On the bright side, that’s partly because there are so many people participating, and so many fabulous entries, that going through them and whittling it down to just a few takes forever!
Because there were so many amazing things for Challenge #1: Foundations, I’ve picked five favourites, instead of the three I did for each challenge last year! (I hope this keeps up all year long!)
So, without further ado, five things that I thought were beautifully made, well thought out and researched, interesting takes on the challenge theme, and best represented the goals of the HSM: to push our boundaries as creators and as historians.
- Wicked Stepmother’s 3rd quarter of the 19th c corded corset. Not only is her corset awesome, but it’s based on a period original from the museum she works with, and she took the pattern from the original, made it available to other seamstresses and led a sew-along to make it just in time for the challenge (meaning there were more than one of these in the challenge – so cool!) – a HSF hero in ever sense!

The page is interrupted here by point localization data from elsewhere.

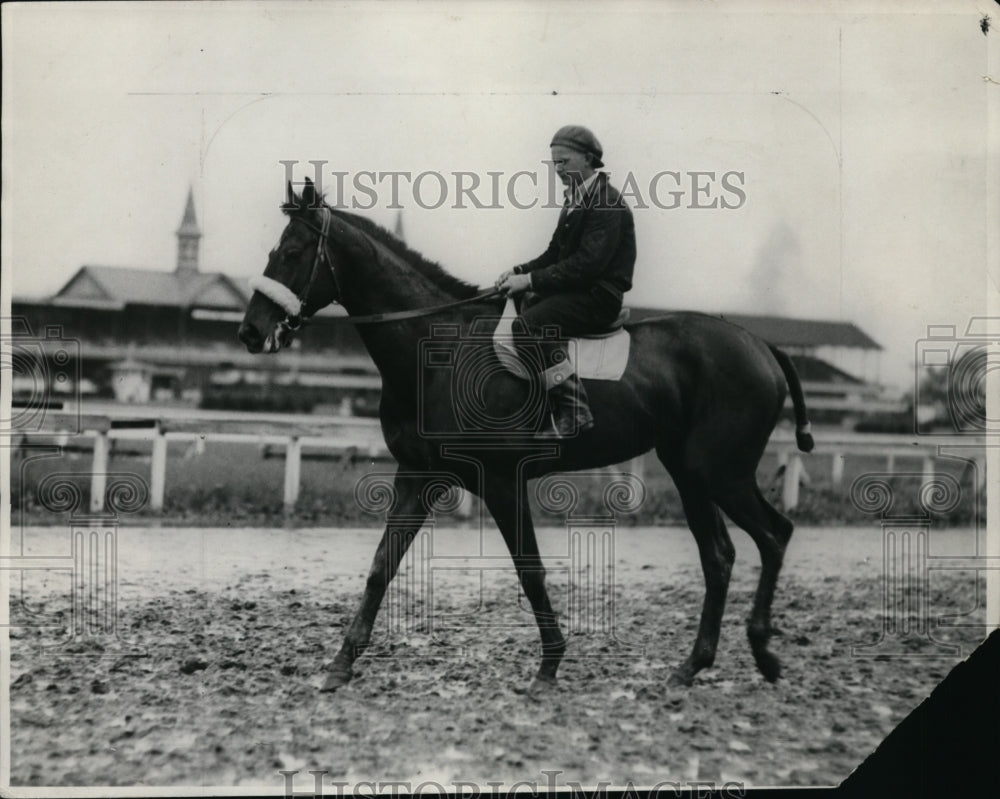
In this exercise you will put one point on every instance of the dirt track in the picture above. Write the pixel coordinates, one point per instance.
(236, 625)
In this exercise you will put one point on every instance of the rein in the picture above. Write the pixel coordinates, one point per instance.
(293, 305)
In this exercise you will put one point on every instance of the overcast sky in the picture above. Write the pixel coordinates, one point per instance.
(858, 141)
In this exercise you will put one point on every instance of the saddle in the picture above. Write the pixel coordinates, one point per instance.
(600, 356)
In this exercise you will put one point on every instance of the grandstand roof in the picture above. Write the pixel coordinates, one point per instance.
(116, 287)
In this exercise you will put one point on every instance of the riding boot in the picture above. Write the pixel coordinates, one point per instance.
(566, 401)
(567, 398)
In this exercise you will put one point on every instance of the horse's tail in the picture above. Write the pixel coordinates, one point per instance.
(803, 432)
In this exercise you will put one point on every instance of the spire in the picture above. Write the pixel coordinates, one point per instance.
(188, 236)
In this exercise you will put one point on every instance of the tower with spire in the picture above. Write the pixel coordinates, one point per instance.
(188, 238)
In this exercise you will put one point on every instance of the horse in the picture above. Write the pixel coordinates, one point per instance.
(704, 393)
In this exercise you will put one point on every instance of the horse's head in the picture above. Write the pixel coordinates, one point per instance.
(299, 278)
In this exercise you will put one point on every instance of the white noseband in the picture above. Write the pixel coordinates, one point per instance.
(277, 293)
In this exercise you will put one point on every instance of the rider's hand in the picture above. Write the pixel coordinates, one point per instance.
(515, 284)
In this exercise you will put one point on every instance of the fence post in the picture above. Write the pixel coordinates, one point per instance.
(837, 473)
(158, 471)
(790, 488)
(99, 473)
(293, 472)
(928, 470)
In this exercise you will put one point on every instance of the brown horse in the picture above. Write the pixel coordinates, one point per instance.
(705, 394)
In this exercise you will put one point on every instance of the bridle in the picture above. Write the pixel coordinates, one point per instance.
(294, 305)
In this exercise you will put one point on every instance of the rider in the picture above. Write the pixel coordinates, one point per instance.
(577, 284)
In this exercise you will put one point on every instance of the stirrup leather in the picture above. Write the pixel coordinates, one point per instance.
(557, 374)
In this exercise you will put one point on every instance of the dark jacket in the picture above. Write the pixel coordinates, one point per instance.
(594, 244)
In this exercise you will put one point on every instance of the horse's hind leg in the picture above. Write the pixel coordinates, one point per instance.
(717, 554)
(771, 532)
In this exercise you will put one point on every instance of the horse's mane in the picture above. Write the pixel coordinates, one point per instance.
(433, 271)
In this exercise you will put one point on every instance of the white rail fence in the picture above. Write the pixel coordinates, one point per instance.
(363, 437)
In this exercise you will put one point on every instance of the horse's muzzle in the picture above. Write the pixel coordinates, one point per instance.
(251, 338)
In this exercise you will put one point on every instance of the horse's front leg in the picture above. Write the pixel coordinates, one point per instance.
(405, 519)
(509, 507)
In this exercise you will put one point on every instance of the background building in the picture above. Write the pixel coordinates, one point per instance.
(170, 337)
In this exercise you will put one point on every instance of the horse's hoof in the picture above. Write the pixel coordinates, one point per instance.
(542, 687)
(769, 665)
(336, 679)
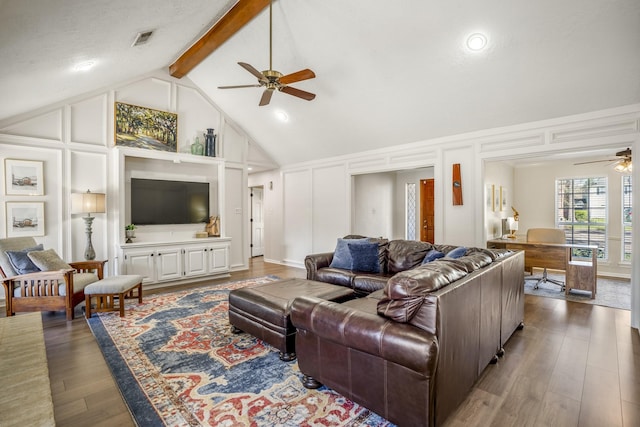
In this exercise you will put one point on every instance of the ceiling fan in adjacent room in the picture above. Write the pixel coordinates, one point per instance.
(622, 162)
(273, 80)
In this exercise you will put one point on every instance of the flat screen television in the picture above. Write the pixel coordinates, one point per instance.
(155, 201)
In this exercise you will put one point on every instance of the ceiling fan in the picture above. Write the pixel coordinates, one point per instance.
(273, 80)
(623, 161)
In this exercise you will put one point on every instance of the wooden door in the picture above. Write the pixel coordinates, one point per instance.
(427, 202)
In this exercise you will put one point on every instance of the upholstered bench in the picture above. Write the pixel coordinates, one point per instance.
(263, 310)
(107, 290)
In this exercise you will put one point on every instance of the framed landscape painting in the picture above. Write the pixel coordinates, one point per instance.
(142, 127)
(23, 178)
(25, 219)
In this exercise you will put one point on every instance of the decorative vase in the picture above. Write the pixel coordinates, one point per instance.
(197, 148)
(210, 143)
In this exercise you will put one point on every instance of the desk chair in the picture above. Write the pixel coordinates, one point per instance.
(545, 235)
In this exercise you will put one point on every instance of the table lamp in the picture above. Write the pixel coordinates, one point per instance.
(88, 203)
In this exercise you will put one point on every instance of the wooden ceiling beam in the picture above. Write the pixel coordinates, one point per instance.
(236, 18)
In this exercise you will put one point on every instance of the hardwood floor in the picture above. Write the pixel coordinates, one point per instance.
(573, 365)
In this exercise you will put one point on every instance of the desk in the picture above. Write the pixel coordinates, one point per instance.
(556, 256)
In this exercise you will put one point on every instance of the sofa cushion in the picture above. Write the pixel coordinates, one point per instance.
(432, 255)
(364, 257)
(457, 252)
(48, 260)
(13, 244)
(336, 276)
(406, 254)
(20, 260)
(407, 291)
(364, 283)
(342, 256)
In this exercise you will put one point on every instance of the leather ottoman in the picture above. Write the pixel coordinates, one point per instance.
(263, 311)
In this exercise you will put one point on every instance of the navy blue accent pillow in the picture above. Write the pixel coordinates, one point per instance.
(341, 256)
(432, 255)
(457, 252)
(365, 257)
(20, 261)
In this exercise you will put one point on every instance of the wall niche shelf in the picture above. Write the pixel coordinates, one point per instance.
(170, 252)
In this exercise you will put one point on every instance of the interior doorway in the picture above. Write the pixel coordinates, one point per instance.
(256, 219)
(427, 209)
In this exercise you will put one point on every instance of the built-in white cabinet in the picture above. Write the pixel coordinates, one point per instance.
(206, 259)
(163, 262)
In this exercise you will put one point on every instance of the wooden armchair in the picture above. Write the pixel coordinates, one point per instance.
(45, 290)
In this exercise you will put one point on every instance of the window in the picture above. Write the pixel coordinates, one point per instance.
(581, 210)
(410, 197)
(627, 196)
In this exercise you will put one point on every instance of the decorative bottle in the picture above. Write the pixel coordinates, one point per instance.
(197, 148)
(210, 144)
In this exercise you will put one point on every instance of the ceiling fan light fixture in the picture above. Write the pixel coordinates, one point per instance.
(476, 42)
(624, 165)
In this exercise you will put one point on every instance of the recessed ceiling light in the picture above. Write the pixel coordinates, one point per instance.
(84, 66)
(477, 41)
(282, 116)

- Rachelle’s handspun yarn (to be used for 18th c stockings). The materials we make things from really are the foundations of anything we make, so turning raw material into more processed material, so it can become a garment, is the perfect illustration of foundations!

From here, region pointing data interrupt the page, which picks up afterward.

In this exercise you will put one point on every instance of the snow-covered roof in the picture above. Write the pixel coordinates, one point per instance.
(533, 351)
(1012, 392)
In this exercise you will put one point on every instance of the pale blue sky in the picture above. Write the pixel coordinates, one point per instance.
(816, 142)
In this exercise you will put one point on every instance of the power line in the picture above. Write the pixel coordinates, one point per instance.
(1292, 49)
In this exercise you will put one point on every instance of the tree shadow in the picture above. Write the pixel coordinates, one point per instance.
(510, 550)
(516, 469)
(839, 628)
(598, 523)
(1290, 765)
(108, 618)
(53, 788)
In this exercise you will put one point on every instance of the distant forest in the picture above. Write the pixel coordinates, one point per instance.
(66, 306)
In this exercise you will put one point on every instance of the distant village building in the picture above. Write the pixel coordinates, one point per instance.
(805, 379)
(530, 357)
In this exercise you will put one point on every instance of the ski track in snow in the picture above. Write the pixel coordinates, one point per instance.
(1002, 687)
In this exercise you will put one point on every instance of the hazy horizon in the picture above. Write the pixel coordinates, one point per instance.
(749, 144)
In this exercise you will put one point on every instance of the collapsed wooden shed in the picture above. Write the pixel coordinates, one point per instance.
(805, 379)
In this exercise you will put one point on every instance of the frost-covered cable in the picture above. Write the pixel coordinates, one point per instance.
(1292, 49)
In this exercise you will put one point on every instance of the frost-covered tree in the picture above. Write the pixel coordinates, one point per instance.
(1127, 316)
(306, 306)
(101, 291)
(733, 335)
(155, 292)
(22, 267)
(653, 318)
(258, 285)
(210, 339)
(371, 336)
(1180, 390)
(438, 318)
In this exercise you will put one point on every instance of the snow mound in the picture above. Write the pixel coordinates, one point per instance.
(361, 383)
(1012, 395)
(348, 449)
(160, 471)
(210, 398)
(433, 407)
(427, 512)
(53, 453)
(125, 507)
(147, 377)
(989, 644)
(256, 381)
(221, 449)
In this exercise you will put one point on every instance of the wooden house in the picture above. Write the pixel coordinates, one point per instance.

- Pauline’s 1860s cage crinoline. As she acknowledges, it isn’t period perfect, but I really empathise with the struggle to be a historical costumer from the ends of the earth. In some ways though, our attempts to get as close as possible to the fashionable look, with the constraints of budget and limited supplies available, exactly mirror what seamstresses in far-flung places experienced in-period. Also, her crinoline is actually pretty darn good I think!
- Cate’s 1870s corded bustle. I have always wondered how well those ruffled, un-boned bustles work at providing the bustle silhouette, and Cate has answered the question. It looks gorgeous on its own, or under a skirt.

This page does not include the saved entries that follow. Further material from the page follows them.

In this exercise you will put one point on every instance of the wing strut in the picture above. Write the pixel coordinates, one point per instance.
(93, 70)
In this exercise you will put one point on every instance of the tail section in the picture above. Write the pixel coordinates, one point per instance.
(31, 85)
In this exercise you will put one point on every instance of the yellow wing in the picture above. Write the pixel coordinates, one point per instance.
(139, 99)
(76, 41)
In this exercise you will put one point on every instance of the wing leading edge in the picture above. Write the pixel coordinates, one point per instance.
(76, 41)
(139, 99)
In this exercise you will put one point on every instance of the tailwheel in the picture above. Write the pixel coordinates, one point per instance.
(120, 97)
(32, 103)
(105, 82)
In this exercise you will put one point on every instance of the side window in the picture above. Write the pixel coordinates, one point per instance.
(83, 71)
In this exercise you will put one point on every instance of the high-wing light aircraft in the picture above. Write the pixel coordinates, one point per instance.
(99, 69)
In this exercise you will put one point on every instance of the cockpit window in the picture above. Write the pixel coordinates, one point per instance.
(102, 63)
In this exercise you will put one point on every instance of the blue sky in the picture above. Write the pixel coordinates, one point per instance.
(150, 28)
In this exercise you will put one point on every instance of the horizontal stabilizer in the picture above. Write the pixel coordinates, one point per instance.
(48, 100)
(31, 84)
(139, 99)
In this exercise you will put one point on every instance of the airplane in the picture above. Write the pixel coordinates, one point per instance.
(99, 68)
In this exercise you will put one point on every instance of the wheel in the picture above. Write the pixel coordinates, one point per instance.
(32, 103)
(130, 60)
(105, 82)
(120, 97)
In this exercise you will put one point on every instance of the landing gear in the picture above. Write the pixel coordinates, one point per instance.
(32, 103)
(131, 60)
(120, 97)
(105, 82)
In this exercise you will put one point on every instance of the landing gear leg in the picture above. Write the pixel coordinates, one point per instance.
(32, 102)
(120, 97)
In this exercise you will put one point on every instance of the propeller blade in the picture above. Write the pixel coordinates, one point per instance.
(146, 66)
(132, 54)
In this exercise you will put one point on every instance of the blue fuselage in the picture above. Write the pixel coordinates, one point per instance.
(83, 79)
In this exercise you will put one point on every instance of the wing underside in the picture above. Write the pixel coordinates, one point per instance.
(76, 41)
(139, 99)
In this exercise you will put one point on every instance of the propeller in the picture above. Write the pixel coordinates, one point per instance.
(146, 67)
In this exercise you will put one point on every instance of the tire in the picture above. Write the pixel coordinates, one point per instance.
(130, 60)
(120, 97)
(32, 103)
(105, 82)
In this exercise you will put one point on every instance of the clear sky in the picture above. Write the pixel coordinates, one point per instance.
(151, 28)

- Anneliese’s mid-19th c undergarments. Anneliese showed us all up by making a more-than-complete set of mid-19th c undergarments, with a chemise, drawers, two bum-rolls, and FOUR petticoats. All beautifully made! What an inspiration!
As always, there were dozens more I could have featured, because there was so many fantastic submissions. I’m so excited about all the participants and the phenomenal things they are making! Go check out the rest of the entries for this challenge through the comments on the Challenge Page, and through the FB challenge album (which you have to be a member to see – watch out for a message from a moderator with some questions if you ask to join).
And see you in a couple of weeks for the round-up of my favourites from the Blue challenge!